Three main types of house price indexes can be found in the literature: median or mean indexes, repeat sales indexes and hedonic indexes. A median (mean) index tracks the change in the price of the median (mean) house traded from one period to the next. This method is problematic in that the characteristics of, e.g., the median house changes over time. The problem is often tackled by stratifying the samples according to region, type of dwelling, etc., a procedure which is also known as mix adjustment. Stratification obviously requires additional data.
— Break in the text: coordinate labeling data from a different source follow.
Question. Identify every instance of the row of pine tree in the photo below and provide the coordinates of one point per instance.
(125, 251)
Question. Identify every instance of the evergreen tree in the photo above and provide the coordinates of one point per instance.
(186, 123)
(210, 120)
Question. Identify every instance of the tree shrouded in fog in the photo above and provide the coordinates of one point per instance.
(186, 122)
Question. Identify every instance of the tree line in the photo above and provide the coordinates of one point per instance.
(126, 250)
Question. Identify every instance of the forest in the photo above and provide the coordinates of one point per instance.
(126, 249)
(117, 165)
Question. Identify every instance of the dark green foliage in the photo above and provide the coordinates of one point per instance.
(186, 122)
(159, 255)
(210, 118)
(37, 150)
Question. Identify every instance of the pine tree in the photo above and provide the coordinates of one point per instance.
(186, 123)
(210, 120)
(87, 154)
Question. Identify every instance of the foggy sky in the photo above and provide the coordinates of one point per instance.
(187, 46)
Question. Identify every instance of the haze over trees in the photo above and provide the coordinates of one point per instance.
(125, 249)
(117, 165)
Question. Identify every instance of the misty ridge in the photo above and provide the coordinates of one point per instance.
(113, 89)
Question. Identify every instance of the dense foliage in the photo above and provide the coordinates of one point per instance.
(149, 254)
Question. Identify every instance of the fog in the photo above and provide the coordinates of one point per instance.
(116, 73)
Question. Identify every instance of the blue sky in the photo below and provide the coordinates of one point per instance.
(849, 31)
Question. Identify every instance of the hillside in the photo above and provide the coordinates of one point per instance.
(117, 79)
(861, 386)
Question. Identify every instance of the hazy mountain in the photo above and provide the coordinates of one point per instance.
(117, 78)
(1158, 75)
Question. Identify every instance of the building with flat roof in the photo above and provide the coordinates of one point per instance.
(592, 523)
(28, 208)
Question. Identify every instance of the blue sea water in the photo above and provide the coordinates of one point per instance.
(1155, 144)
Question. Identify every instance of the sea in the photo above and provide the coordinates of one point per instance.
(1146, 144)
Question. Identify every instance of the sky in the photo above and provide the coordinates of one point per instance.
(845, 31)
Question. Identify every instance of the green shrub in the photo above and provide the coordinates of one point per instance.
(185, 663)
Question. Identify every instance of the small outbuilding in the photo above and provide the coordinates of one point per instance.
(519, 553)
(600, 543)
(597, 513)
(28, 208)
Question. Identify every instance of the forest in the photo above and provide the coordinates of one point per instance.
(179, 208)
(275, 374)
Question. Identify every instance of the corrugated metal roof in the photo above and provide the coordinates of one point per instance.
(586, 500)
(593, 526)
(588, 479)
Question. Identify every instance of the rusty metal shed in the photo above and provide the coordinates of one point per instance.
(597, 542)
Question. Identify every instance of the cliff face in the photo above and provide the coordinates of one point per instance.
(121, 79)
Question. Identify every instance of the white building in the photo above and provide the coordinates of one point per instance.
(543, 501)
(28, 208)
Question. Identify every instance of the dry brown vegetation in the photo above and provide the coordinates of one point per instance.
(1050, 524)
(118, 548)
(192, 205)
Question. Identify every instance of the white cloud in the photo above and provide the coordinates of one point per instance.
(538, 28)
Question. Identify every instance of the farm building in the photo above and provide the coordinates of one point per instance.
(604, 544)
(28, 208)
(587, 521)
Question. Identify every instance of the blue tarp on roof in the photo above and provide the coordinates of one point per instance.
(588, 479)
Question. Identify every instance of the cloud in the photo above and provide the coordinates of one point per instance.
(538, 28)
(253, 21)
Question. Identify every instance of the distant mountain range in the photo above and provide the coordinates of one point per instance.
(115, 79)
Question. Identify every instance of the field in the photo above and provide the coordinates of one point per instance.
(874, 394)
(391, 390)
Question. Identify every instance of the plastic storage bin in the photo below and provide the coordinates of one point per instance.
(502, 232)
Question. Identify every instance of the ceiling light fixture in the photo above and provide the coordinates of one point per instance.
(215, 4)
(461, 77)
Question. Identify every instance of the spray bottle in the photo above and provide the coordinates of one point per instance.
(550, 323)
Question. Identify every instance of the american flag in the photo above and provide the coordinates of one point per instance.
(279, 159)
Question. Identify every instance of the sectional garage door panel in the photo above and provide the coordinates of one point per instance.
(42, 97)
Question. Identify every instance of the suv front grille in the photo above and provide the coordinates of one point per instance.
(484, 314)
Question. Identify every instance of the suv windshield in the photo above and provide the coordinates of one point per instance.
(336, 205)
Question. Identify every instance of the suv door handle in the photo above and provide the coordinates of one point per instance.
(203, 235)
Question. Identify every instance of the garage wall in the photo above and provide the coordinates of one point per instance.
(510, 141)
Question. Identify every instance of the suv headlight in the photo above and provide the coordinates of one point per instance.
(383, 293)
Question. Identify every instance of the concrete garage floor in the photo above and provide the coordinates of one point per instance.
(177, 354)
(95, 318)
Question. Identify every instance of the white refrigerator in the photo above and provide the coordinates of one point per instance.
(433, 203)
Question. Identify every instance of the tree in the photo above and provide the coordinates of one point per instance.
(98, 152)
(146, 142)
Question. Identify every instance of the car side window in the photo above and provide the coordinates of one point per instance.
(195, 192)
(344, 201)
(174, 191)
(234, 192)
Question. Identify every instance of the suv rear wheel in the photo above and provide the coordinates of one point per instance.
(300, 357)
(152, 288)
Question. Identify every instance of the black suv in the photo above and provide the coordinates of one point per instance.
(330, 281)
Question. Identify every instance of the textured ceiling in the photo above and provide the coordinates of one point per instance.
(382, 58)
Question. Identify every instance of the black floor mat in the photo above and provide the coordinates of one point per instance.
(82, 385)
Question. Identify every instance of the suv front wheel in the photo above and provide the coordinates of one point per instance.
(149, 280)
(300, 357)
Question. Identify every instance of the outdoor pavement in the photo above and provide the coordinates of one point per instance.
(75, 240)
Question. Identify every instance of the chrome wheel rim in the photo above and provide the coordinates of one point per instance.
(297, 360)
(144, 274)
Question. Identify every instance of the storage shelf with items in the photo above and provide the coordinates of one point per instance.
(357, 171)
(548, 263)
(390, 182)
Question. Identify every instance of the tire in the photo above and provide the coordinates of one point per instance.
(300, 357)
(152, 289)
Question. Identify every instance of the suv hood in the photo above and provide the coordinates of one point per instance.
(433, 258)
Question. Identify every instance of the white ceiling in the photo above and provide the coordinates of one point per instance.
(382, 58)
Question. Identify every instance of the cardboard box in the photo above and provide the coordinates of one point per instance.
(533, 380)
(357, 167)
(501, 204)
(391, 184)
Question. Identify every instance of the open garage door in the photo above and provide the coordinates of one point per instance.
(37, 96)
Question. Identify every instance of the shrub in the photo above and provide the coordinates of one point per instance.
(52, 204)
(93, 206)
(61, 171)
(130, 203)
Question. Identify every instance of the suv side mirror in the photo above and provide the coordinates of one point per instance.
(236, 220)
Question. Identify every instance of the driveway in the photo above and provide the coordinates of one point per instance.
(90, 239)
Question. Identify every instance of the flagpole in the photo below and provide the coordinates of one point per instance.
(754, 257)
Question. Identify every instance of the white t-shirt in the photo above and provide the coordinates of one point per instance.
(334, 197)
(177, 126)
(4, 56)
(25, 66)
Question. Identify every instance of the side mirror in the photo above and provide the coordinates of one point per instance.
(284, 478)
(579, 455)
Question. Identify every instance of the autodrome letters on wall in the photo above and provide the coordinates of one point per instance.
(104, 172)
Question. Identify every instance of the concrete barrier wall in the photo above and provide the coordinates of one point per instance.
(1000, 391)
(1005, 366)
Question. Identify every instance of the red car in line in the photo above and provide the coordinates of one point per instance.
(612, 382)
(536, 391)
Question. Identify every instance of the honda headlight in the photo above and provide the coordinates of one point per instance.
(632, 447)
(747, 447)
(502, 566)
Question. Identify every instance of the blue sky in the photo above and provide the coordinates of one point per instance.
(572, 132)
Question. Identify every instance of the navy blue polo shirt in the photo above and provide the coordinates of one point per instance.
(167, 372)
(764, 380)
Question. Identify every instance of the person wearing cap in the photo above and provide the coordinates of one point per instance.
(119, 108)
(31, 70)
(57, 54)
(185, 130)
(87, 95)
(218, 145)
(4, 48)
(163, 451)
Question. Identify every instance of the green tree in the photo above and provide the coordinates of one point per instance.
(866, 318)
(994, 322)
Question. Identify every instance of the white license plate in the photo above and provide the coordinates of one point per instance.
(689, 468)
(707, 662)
Repeat sales methods address the quality mix problem by restricting the data set to houses that have been sold twice or more during the sample period. This ensures that 'like is compared with like', assuming that the quality of the individual houses remains unchanged. Repeat sales methods are based on regressions where the repeat sales data pertaining to different periods are pooled. A potential drawback is revision; when new data is added to the sample, previously computed index numbers will change. The repeat sales method is originally due to Bailey, Muth and Nourse (1963). Case and Shiller (1987, 1989) argue that changes in house prices include components whose variances increase with the interval of sales and propose a Weighted Least Squares approach to adjust for this type of heteroskedasticity. An alternative weighted method has been suggested by Calhoun (1996). Jansen, de Vries, Coolen, Lamain and Boelhouwer (2008), using Dutch data, compare the unweighted repeat sales method with various weighted methods and conclude that the unweighted method performs satisfactorily.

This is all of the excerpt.